Judgment) “some special office!” Nought beside

Serves you? “Well then, be somehow justified

“For this ignoble wish to circumscribe

“And concentrate, rather than swell, the tribe

“Of actual pleasures: what, now, from without

“Effects it? — proves, despite a lurking doubt,

“Mere sympathy sufficient, trouble spared?

“That, tasting joys by proxy thus, you fared

“The better for them?” Thus much craved his soul,

Alas, from the beginning love is whole

And true; if sure of nought beside, most sure

Of its own truth at least; nor may endure

A crowd to see its face, that cannot know

How hot the pulses throb its heart below.

While its own helplessness and utter want

Of means to worthily be ministrant

To what it worships, do but fan the more

Its flame, exalt the idol far before

Itself as it would have it ever be.

Souls like Sordello, on the contrary,

Coerced and put to shame, retaining will,

Care little, take mysterious comfort still,

But look forth tremblingly to ascertain

If others judge their claims not urged in vain,

And say for them their stifled thoughts aloud.

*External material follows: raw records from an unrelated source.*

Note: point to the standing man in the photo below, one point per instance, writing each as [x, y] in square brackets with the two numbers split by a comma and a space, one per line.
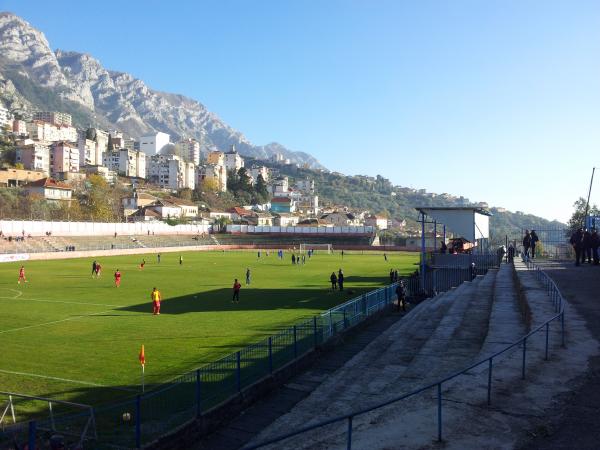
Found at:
[577, 243]
[22, 275]
[236, 291]
[526, 245]
[587, 247]
[534, 241]
[333, 279]
[156, 298]
[401, 294]
[595, 240]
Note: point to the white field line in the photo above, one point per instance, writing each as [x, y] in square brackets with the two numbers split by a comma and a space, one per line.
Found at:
[55, 321]
[19, 293]
[68, 380]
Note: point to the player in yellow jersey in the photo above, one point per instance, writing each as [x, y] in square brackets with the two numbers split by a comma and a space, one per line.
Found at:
[155, 297]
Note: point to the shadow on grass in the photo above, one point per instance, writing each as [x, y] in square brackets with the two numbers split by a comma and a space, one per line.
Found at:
[252, 299]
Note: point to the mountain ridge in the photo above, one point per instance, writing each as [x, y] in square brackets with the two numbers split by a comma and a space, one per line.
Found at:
[124, 101]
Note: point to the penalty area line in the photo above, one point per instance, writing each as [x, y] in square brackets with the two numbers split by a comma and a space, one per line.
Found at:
[68, 380]
[41, 300]
[18, 294]
[55, 321]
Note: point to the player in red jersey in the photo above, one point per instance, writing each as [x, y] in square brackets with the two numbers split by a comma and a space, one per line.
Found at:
[22, 275]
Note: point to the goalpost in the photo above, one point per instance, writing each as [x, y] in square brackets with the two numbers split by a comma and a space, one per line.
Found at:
[304, 247]
[76, 422]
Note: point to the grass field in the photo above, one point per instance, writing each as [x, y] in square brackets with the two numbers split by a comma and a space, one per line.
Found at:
[68, 335]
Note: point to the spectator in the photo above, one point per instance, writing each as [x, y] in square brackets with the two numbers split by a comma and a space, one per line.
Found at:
[577, 243]
[526, 244]
[595, 241]
[236, 291]
[443, 247]
[401, 294]
[534, 241]
[587, 247]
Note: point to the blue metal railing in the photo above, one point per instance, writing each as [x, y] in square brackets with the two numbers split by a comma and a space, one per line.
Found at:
[558, 303]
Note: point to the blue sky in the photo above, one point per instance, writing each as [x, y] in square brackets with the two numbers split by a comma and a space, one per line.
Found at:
[498, 101]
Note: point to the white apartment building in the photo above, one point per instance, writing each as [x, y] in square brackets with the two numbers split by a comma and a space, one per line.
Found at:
[256, 171]
[191, 148]
[128, 163]
[42, 131]
[280, 187]
[20, 127]
[34, 156]
[233, 160]
[64, 157]
[153, 143]
[67, 133]
[5, 117]
[306, 186]
[213, 172]
[91, 151]
[216, 158]
[171, 172]
[57, 118]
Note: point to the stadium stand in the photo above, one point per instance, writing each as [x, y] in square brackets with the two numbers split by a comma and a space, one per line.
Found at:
[40, 244]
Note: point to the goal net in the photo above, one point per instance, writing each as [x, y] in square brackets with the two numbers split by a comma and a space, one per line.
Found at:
[73, 422]
[316, 247]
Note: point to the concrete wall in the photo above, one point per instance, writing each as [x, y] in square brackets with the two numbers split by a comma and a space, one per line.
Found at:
[39, 228]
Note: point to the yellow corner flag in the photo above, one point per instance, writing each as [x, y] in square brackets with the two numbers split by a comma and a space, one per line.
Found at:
[142, 356]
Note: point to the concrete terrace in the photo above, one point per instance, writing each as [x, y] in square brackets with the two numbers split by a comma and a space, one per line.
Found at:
[437, 337]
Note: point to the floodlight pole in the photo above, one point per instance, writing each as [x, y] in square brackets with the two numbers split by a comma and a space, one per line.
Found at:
[587, 205]
[422, 250]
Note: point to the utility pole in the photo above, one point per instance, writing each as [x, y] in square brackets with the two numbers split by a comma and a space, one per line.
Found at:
[587, 205]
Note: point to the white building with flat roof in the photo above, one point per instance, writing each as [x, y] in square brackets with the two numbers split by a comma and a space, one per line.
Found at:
[64, 157]
[55, 117]
[213, 172]
[128, 163]
[34, 156]
[5, 117]
[171, 172]
[152, 144]
[191, 148]
[233, 160]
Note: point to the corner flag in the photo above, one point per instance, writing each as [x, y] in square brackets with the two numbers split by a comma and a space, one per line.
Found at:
[142, 357]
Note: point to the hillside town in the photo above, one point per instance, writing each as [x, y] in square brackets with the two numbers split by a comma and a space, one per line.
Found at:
[52, 158]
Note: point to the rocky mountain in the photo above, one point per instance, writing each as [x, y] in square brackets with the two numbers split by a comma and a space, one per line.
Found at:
[33, 76]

So, they must ever live before a crowd:

— ”Vanity,” Naddo tells you.

Whence contrive

A crowd, now? From these women just alive,

That archer-troop? Forth glided — not alone

Each painted warrior, every girl of stone,

Nor Adelaide (bent double o’er a scroll,

One maiden at her knees, that eve, his soul

Shook as he stumbled through the arras’d glooms

On them, for, ‘mid quaint robes and weird perfumes,

Started the meagre Tuscan up, — her eyes,

The maiden’s, also, bluer with surprise)

— But the entire out-world: whatever, scraps

And snatches, song and story, dreams perhaps,

Conceited the world’s offices, and he

Had hitherto transferred to flower or tree,

Not counted a befitting heritage

Each, of its own right, singly to engage

Some man, no other, — such now dared to stand

Alone. Strength, wisdom, grace on every hand

Soon disengaged themselves, and he discerned

A sort of human life: at least, was turned

A stream of lifelike figures through his brain.

Lord, liegeman, valvassor and suzerain,

Ere he could choose, surrounded him; a stuff

To work his pleasure on; there, sure enough:

But as for gazing, what shall fix that gaze?

Are they to simply testify the ways

He who convoked them sends his soul along

With the cloud’s thunder or a dove’s brood-song?

— While they live each his life, boast each his own

Peculiar dower of bliss, stand each alone

In some one point where something dearest loved

Is easiest gained — far worthier to be proved

Than aught he envies in the forest-wights!